Cost dictates our research. The primary metric is dollars per KW hour per cycle. Right now pump hydro costs $0.01 per KW hour per cycle. For vanadium batteries, it is $0.08 per KW hour per cycle. We think a suitable target for vanadium batteries is less than $0.04 per KW hour per cycle. At this price, these batteries can be relevant and have application.

What was the performance problem associated with vanadium redox batteries and how did PNNL’s research help change that?

Redox batteries have been around for a while, since when NASA developed them in the 1970s. One of the primary issues with vanadium redox batteries is how many times you can charge and recharge them without a significant loss in performance. If you charge and recharge once a day, you’re looking at 365 cycles. You cannot have a battery degrade over all those cycles and have a 20-year life. The current vanadium battery technology lacked the ability to do long-term cycling without significant degradation. PNNL’s research focused on improving the degradation of the vanadium redox battery’s electrolyte solution mix while increasing the energy you can store in the battery. This ultimately lowers the overall cost of the battery system.

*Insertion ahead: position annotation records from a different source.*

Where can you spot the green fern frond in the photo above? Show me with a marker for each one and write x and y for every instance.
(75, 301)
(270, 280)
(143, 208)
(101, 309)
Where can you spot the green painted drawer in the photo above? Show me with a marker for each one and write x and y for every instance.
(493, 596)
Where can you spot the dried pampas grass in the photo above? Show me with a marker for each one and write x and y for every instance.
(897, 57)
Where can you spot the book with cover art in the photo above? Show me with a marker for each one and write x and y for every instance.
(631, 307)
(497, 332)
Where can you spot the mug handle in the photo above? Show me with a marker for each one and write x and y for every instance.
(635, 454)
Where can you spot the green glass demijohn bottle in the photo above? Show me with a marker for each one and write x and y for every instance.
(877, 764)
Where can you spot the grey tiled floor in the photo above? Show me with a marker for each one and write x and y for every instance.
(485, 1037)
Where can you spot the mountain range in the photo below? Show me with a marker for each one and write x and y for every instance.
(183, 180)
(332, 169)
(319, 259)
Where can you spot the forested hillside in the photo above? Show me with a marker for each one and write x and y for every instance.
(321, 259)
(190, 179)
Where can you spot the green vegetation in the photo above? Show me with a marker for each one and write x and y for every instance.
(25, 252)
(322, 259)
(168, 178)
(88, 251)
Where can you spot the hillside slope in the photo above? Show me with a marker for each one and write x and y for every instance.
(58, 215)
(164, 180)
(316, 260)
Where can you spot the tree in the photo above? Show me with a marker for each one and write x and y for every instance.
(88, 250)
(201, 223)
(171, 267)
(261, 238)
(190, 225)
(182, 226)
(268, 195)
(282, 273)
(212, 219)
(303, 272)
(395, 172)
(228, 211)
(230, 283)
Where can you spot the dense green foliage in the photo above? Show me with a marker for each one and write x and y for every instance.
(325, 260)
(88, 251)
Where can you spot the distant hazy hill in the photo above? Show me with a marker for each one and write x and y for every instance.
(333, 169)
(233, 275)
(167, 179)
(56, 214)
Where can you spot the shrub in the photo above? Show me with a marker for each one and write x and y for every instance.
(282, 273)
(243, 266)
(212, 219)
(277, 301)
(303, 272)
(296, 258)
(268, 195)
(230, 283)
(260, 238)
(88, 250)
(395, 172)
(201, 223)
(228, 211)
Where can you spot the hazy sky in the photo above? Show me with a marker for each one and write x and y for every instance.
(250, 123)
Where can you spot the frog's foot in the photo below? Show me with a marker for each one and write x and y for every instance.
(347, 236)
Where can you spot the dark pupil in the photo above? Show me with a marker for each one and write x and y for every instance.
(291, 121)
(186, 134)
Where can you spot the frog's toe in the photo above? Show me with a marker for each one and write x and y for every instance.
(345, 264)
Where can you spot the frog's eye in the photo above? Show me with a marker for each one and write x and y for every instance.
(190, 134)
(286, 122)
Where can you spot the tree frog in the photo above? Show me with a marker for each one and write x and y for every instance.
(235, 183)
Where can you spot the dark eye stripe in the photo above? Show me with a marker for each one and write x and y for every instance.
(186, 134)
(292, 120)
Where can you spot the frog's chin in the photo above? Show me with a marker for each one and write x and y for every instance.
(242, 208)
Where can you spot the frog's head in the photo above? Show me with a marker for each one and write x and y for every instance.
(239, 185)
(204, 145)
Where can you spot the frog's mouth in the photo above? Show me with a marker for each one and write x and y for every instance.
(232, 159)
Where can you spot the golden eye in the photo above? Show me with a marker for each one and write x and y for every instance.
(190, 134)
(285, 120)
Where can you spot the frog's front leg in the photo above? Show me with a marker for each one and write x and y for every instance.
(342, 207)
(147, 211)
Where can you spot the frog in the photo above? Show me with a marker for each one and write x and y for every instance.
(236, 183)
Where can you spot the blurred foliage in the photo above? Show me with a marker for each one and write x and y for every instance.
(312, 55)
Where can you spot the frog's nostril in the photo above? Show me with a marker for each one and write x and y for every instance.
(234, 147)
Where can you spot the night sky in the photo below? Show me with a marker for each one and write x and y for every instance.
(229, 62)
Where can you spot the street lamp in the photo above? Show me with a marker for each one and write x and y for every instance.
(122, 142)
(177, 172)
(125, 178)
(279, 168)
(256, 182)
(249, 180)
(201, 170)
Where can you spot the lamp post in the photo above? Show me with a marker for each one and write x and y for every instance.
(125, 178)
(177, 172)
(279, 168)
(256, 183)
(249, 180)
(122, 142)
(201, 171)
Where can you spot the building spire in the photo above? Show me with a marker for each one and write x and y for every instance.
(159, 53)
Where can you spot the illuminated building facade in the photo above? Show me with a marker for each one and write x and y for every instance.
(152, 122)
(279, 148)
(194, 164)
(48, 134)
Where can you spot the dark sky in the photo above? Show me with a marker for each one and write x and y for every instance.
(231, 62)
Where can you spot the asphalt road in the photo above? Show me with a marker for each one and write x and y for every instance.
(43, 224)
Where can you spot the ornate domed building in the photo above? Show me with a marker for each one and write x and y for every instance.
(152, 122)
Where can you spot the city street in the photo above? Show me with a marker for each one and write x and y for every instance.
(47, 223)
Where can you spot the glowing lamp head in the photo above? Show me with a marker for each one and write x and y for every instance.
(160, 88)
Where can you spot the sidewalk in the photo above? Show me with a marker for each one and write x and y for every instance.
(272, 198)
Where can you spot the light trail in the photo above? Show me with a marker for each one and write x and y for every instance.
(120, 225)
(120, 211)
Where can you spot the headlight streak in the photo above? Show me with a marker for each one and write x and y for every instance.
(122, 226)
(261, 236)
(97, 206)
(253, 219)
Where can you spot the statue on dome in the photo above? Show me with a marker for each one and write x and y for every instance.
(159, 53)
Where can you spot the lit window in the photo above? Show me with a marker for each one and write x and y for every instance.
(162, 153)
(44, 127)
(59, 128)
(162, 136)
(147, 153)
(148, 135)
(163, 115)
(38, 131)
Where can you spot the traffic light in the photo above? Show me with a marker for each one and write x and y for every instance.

Until the research, there had been some degradation of the electrolyte mix, which degrades with each cycle. Eventually you get to the point where you cannot do any more reactions. PNNL’s development improved that stability in the vanadium redox battery. PNNL’s research focused on the electrolyte solutions, maintaining the energy density, and improving the overall economics of the battery. We made two adjustments: we improved the concentration of the solution. We have the same size tank (for the battery) now but now we get more energy out of the same volume of solution. We have also improved the stability, meaning that the new solution is much more stable over a wide range of conditions.

How long before the vanadium redox battery is commercially available?

I think what you are seeing now is demonstration out there. Many companies are working in this field. The big thing is going to be the stability issue with the battery. It is going to take some time to get these new chemistries incorporated in the battery. I think there is still a lot of effort and research needed to drive the cost down.

I think in the next five years you will see more commercial application. Right now what you are seeing are demonstrations where vanadium redox batteries are application critical – where you cannot have something shut down. What you are going to see, ideally, is systems at the residential and community level, where homeowners can store power and use it when needed.

Do you think vanadium redox batteries hold the potential to revolutionize the way energy is stored?

Yes I do. PNNL is working on three battery technologies for large-scale solar and wind integration: Redox Flow Battery, Na Metal Halide, and low-cost Li-ion. Sodium Sulfur is another potential battery technology being developed. There is no other viable candidate. Vanadium redox batteries are going to change the way we integrate renewable energies into our current grid structure.

One of the unique things about vanadium is that it has multiple oxidation states. It is one of the few elements you can use on both the cathode and the anode. So since the cathode and anode are of the same species, there is less contamination and crossover in the battery. So vanadium is very attractive for this type of application. I can see there being tremendous increase in demand for vanadium as these batteries become commercially viable.

 

Securities Disclosure: I, Karan Kumar, hold no direct investment interest in any company mentioned in this article.